Grover’s emphasis on including teachers in the design process is important when approaching AI education for K-12 students. A challenge that educators and researchers are going to have to face as AI becomes more sophisticated, is STEM teachers understanding of the field as it currently is. Although there is a myriad of tools at teacher’s disposal to educate their students about AI, it is ultimately meaningless if they don’t understand the AI concepts themselves. Bringing teachers into the design process is an excellent suggestion to keep them engaged with the material before it hits their students and serves as a way for researchers to understand how they should design their tools for classroom settings.

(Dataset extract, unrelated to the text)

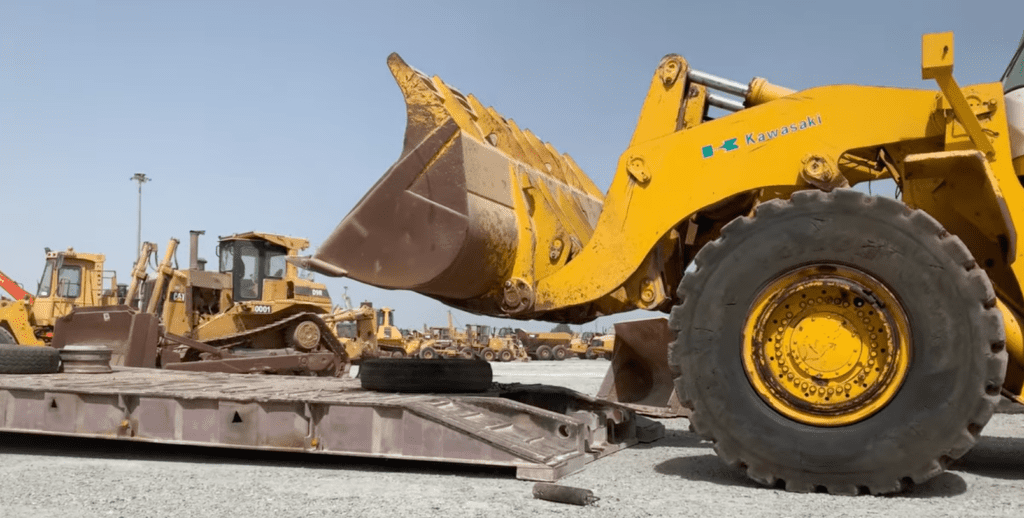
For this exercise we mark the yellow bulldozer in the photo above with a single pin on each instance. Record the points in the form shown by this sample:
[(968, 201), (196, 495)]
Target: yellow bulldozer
[(823, 339), (70, 279), (254, 314)]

I also liked how Grover made a point to broach the question of if AI education should be included in regular K12 CS education, or if it should be spun off into its own curriculum sect. As AI becomes more separated away from actual programming and heads more into an emphasis on data science, it will become more pressing to figure out how to orient AI education in a school curriculum.
Exploring children’s attitudes toward an age-tailored AI-powered chatbot
The researchers in this study had students, aged 7-14, interact with an AI chatbot that was prompt engineered to only answer questions about a few select topics. One of the primary goals of the research was to understand the children’s attitudes towards the chatbot and gain insight into critical design elements that could be used for future projects.
The researchers noted the students’ interactions with the chatbot to assess the student’s learning engagement. They measured student engagement level based on the number of questions each student posed and the number of topics that each student chose to engage with. The researchers also identified three distinct themes that characterized the interactions that the students had with the chatbot: Trust and Developing Confidence; Expressing Curiosity, Wonder, and Surprise; and Building Relationships and Anthropomorphizing.
Finally, the researchers developed pre- and post- survey questionnaires to see how the student’s opinion of the chatbot had changed after they interacted with the project. To ensure that they captured good data from all their participants, they altered their survey methodology for their younger participants by simplifying the language and reading the questions out loud.